That speaks volumes to me about the character of the company, and affords it a new level of respect in my mind.

In fact, it kind of makes me wish my kids were still in diapers so I could go out and buy a box or two of Huggies.

Kind of.

Posted in Blog | 3 Comments

The Web alights against Huggies’ ‘ultimate test’

Share

I’m glad I’m not alone.

Sitting on the couch several weeks ago mindlessly watching television, I thought I was the only one offended by a Huggies commercial that portrayed dads as a bunch of buffoons.
Well, I’m taking some liberties with my interpretation, but that is the subtext to the series of commercials Huggies has dubbed “The Ultimate Test.” In the campaign, the company puts its diapers to “the ultimate test” by leaving dads alone to change their babies’ diapers without help.

In other words, if dads can do it without help from mom, then Huggies pass the test.
The commercial offended me right away, but I shrugged it off for a couple of weeks. Then I saw it again, and a burr crept into my saddle that I could only dislodge by writing a blog post about it.

I searched the web for inspiration, primarily other folks who might feel the same way, but found nothing. A Google search found not a single complaint from anyone in the blogosphere.

But now word is starting to spread.

Vincent DiCaro, vice president of development and communications of the National Fatherhood Initiative, wrote a great post about the commercials:

“If you are not yet convinced that these ads send a terrible message about fatherhood, or that these ads are harmless and mean to be ‘funny,’ think of it another way,” he wrote. “There is a stereotype out there that women are worse drivers than men. So imagine a car commercial that says, ‘We are putting our new car to the ultimate test – giving it to a woman for 5 days to see if it survives!’ The outcry would be justifiably enormous.”

Yes, it would, Vincent, make no mistake about it.

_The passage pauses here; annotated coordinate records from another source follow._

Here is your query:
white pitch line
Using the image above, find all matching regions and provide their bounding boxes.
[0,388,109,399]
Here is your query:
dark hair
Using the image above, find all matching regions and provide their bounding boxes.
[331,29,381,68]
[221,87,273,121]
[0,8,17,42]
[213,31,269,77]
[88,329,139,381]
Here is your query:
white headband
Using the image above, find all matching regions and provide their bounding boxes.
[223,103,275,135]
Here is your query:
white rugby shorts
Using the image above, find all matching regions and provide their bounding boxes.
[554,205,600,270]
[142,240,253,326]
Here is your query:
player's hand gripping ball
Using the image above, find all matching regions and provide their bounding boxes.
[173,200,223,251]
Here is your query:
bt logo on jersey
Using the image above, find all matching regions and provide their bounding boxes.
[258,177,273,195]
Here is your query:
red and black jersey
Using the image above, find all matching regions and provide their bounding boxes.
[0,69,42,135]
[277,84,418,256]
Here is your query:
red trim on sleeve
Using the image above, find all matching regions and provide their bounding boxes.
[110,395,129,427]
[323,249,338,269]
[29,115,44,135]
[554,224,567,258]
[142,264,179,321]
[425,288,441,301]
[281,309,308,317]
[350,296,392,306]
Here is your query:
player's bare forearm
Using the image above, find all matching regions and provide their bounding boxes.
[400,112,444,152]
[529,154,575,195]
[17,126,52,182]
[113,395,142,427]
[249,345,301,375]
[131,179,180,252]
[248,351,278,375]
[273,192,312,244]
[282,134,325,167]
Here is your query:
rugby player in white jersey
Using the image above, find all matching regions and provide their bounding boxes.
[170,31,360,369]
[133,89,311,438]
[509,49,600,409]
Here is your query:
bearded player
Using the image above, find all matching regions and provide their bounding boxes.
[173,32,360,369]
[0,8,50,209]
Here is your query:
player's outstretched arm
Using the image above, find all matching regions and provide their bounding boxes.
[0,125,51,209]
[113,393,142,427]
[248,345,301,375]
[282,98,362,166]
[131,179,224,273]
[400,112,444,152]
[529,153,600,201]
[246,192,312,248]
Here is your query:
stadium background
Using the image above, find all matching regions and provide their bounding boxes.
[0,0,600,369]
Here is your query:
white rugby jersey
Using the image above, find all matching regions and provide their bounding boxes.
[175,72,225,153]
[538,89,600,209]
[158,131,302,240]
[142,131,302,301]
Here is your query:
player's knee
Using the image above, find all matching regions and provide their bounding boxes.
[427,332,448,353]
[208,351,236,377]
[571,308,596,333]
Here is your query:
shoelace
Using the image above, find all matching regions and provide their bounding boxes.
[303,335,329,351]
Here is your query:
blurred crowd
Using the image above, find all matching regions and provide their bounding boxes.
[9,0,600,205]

Blogger Chris Routly pointed out in his blog post that Huggies has responded to the criticism by saying, in part: “Yes, we could’ve done the Mom Test. But for the first time, we felt that Dads deserved to be celebrated just as much.”

I love Chris’s response: “Oh, I see, you ‘love Dads’ and want to ‘celebrate’ dads so very much that you felt the best way to do that was to promote how well your diapers stand up to being used by such incompetent idiots.”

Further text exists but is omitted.